Alla luce di queste considerazioni, il senso dell’analisi di Magnaghi non è quello di dipingere scenari catastrofici, né tanto meno di esprimere “un pensiero antiurbano, antimoderno, ruralista”. La sua disamina conduce piuttosto a un’ipotesi costruttiva, propositiva. A un progetto tutto impostato sul concetto di “locale”, oggi vero terreno di scontro e oggetto di attenzione da parte di globalisti, secessionisti, nazionalisti, federalisti. Il “locale”, spiega Magnaghi, non è il piccolo per il gusto del piccolo: è piuttosto quella dimensione, indipendente dalle proporzioni geografiche, in cui torna ad essere valorizzata la qualità peculiare dei luoghi, in cui viene ripristinata la cura di un territorio che presenta caratteristiche, fisionomie e risorse culturali. Appunto, l’attenzione a questa particolarità rappresenta il passaggio fondamentale per instaurare una feconda cultura delle differenze, un “multiverso di stili”, e per dare luogo ad un nuovo radicamento.

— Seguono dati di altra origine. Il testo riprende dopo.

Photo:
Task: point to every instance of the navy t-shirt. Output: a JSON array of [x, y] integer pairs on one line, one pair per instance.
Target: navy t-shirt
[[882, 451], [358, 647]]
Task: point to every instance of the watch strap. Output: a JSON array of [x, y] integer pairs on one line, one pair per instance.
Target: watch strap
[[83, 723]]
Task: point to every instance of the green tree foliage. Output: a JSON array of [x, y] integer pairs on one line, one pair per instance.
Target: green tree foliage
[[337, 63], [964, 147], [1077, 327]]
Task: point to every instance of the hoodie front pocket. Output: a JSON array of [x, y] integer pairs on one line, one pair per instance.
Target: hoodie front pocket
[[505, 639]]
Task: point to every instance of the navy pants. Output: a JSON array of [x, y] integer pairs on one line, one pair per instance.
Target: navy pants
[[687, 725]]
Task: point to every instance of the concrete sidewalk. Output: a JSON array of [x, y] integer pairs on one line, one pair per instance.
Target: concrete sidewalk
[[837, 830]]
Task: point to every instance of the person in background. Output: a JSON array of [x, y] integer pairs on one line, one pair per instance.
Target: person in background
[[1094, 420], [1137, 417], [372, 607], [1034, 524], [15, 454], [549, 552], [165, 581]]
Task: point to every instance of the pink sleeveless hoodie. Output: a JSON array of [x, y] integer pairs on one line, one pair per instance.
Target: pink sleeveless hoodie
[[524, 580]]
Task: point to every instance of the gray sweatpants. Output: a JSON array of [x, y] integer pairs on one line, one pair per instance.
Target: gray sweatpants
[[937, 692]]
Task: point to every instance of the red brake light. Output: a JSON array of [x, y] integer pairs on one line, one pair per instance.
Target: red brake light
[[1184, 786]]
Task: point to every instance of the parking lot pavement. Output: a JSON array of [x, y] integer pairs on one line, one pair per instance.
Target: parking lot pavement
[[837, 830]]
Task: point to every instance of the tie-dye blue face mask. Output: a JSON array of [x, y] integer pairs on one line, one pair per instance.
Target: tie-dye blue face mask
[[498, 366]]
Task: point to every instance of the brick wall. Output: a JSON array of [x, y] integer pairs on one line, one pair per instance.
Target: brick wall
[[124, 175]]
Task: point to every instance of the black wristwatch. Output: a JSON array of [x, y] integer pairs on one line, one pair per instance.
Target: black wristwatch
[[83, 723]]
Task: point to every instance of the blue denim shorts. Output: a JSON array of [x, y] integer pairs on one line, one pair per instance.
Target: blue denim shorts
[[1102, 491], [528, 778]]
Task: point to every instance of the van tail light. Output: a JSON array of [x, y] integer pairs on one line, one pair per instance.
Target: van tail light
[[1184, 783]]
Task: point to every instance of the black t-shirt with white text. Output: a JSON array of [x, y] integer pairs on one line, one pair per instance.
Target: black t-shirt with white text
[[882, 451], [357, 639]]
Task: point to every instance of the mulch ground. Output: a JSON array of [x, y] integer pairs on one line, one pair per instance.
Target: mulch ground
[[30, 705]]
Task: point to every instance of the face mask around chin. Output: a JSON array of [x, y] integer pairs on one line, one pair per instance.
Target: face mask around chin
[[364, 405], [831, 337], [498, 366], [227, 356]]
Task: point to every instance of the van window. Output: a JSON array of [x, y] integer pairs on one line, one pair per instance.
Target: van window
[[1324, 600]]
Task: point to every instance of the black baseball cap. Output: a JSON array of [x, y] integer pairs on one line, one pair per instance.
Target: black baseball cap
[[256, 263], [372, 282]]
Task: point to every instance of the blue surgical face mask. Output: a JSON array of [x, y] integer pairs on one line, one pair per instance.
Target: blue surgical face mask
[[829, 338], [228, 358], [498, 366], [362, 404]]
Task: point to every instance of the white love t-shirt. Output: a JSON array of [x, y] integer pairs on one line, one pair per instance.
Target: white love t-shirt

Ma in primo luogo, occorre formare i soggetti della politica locale: occorre che esistano gli abitanti, attualmente espropriati da ogni decisione sul proprio territorio. L’autoriconoscimento, la capacità di ripensarsi attraverso una riconquistata sapienza ambientale è condizione irrinunciabile di un avveduto autogoverno delle società locali. Tutto ciò si farà solo se avremo il coraggio di riappropriarci della passione per la bellezza e della nostra vita, come di una verità che ha nuova luce”.